Downloading files
Learn how to automatically download and save files to the disk using two of the most popular web automation libraries, Puppeteer and Playwright.
Downloading a file using Puppeteer can be tricky. On some systems, there can be issues with the usual file saving process that prevent you from doing it in a straightforward way. However, there are different techniques that work (most of the time).
These techniques are only necessary when we don't have a direct file link, which is usually the case when the file being downloaded is based on more complicated data export.
Setting up a download path
Let's start with the easiest technique. This method tells the browser in what folder we want to download a file from Puppeteer after clicking on it.
const client = await page.target().createCDPSession();
await client.send('Page.setDownloadBehavior', { behavior: 'allow', downloadPath: './my-downloads' });
We use the mysterious client
API which gives us access to all the functions of the underlying Chrome DevTools Protocol (Puppeteer & Playwright are built on top of it).
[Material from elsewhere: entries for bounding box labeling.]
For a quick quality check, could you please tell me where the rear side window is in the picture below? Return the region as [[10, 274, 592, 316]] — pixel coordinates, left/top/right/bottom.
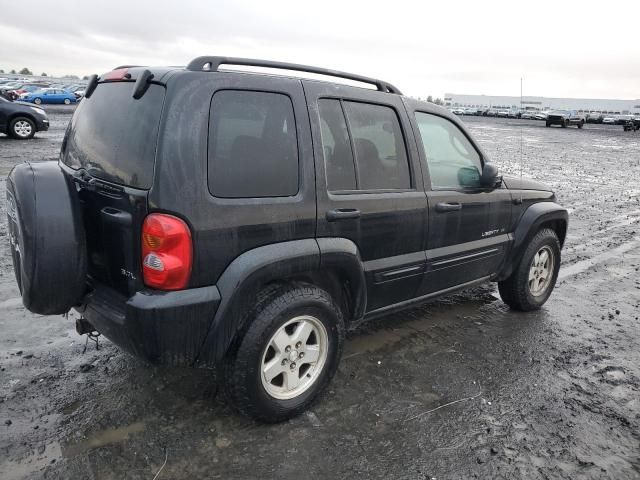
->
[[344, 102, 411, 190], [62, 82, 165, 189], [318, 98, 411, 192], [208, 90, 299, 198], [318, 98, 356, 191]]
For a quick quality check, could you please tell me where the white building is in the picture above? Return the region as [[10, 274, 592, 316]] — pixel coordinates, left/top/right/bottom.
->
[[444, 93, 640, 115]]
Basically, it extends Puppeteer's functionality. Then we can download the file by clicking on the button.
await page.click('.export-button');
Let's wait for one minute. In a real use case, you want to check the state of the file in the file system.
await page.waitFor(60000);
To extract the file from the file system into memory, we have to first find its name, and then we can read it.
import fs from 'fs';
const fileNames = fs.readdirSync('./my-downloads');
// Let's pick the first one
const fileData = fs.readFileSync(`./my-downloads/${fileNames[0]}`);
// ...Now we can do whatever we want with the data
Intercepting and replicating a file download request
For this second option, we can trigger the file download, intercept the request going out, and then replicate it to get the actual data. First, we need to enable request interception. This is done using the following line of code:
await page.setRequestInterception(true);
Next, we need to trigger the actual file export. We might need to fill in some form, select an exported file type, etc. In the end, it will look something like this:
await page.click('.export-button');
We don't need to await this promise since we'll be waiting for the result of this action anyway (the triggered request).
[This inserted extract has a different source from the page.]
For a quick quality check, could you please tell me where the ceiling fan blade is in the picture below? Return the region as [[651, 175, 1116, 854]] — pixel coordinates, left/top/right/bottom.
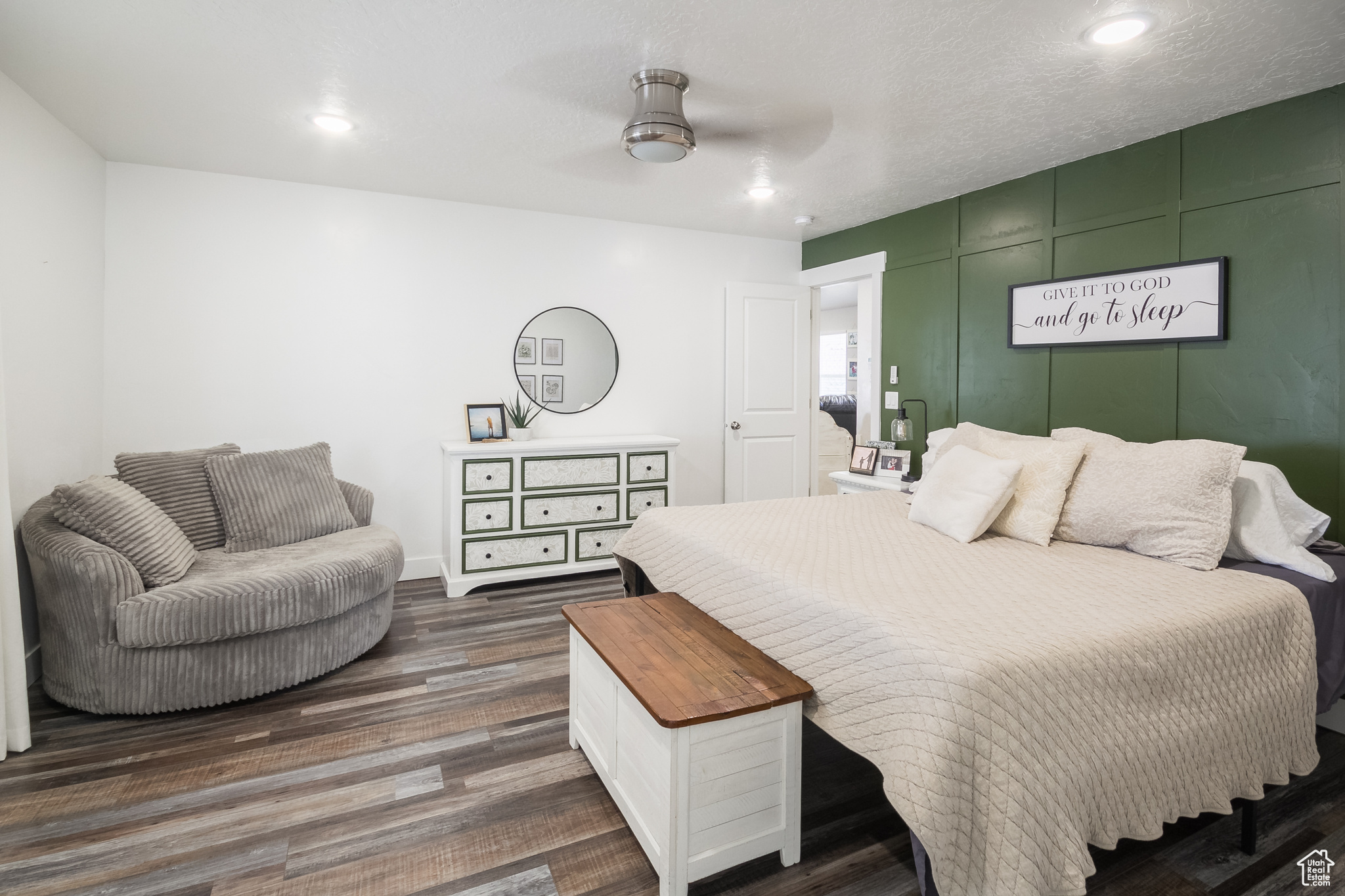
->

The crucial part is intercepting the request that would result in downloading the file. Since the interception is already enabled, we just need to wait for the request to be sent.
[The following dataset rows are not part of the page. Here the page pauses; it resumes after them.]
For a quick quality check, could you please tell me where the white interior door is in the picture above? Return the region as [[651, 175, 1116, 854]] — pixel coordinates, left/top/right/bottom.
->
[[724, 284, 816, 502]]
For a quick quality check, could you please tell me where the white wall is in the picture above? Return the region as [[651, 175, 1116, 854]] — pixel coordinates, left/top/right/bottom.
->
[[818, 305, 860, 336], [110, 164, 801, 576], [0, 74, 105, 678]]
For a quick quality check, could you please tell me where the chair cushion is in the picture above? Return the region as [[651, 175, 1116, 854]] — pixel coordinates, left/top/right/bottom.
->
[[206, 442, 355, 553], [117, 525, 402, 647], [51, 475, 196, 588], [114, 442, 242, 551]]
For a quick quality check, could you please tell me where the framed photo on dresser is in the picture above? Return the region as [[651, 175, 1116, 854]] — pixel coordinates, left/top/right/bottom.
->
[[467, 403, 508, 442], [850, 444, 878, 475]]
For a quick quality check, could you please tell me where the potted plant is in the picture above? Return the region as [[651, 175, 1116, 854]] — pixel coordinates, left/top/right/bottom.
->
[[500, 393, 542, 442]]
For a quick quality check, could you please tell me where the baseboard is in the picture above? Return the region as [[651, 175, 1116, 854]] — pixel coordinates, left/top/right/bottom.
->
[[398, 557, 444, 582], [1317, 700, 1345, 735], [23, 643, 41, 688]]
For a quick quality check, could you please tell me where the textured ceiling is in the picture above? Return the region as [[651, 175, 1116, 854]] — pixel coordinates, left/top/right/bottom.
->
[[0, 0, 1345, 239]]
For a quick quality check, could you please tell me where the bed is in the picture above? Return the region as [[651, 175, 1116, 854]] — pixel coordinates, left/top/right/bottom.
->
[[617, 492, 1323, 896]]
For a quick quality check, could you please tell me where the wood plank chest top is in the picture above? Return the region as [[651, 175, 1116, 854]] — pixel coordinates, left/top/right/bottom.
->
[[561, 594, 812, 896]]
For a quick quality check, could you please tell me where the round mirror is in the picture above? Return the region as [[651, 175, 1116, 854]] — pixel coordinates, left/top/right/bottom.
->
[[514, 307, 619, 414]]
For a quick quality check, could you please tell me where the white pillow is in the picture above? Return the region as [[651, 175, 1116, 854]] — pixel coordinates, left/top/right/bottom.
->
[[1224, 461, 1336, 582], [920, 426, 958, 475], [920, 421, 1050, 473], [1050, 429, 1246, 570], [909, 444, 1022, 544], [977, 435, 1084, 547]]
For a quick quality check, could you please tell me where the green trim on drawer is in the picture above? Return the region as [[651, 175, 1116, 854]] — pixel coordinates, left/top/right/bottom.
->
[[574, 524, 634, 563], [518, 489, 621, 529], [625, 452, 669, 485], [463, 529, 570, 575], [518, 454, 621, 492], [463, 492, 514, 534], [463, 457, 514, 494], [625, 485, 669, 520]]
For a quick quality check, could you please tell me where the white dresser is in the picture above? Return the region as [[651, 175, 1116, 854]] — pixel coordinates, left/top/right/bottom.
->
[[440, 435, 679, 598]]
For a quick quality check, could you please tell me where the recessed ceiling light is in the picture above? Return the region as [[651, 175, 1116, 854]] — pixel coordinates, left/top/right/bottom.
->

const xRequest = await new Promise((resolve) => {
page.on('request', (interceptedRequest) => {
interceptedRequest.abort(); // stop intercepting requests
resolve(interceptedRequest);
});
});
The last thing is to convert the intercepted Puppeteer request into a request-promise options object. We need to have the request-promise
package installed.
import request from 'request-promise';
Since the request interception does not include cookies, we need to add them subsequently.
const options = {
encoding: null,
method: xRequest._method,
uri: xRequest._url,
body: xRequest._postData,
headers: xRequest._headers,
};
// Add the cookies
const cookies = await page.cookies();
options.headers.Cookie = cookies.map((ck) => `${ck.name}=${ck.value}`).join(';');
// Resend the request
const response = await request(options);
Now, the response contains the binary data of the downloaded file. It can be saved to the disk, uploaded somewhere, or submitted with another form.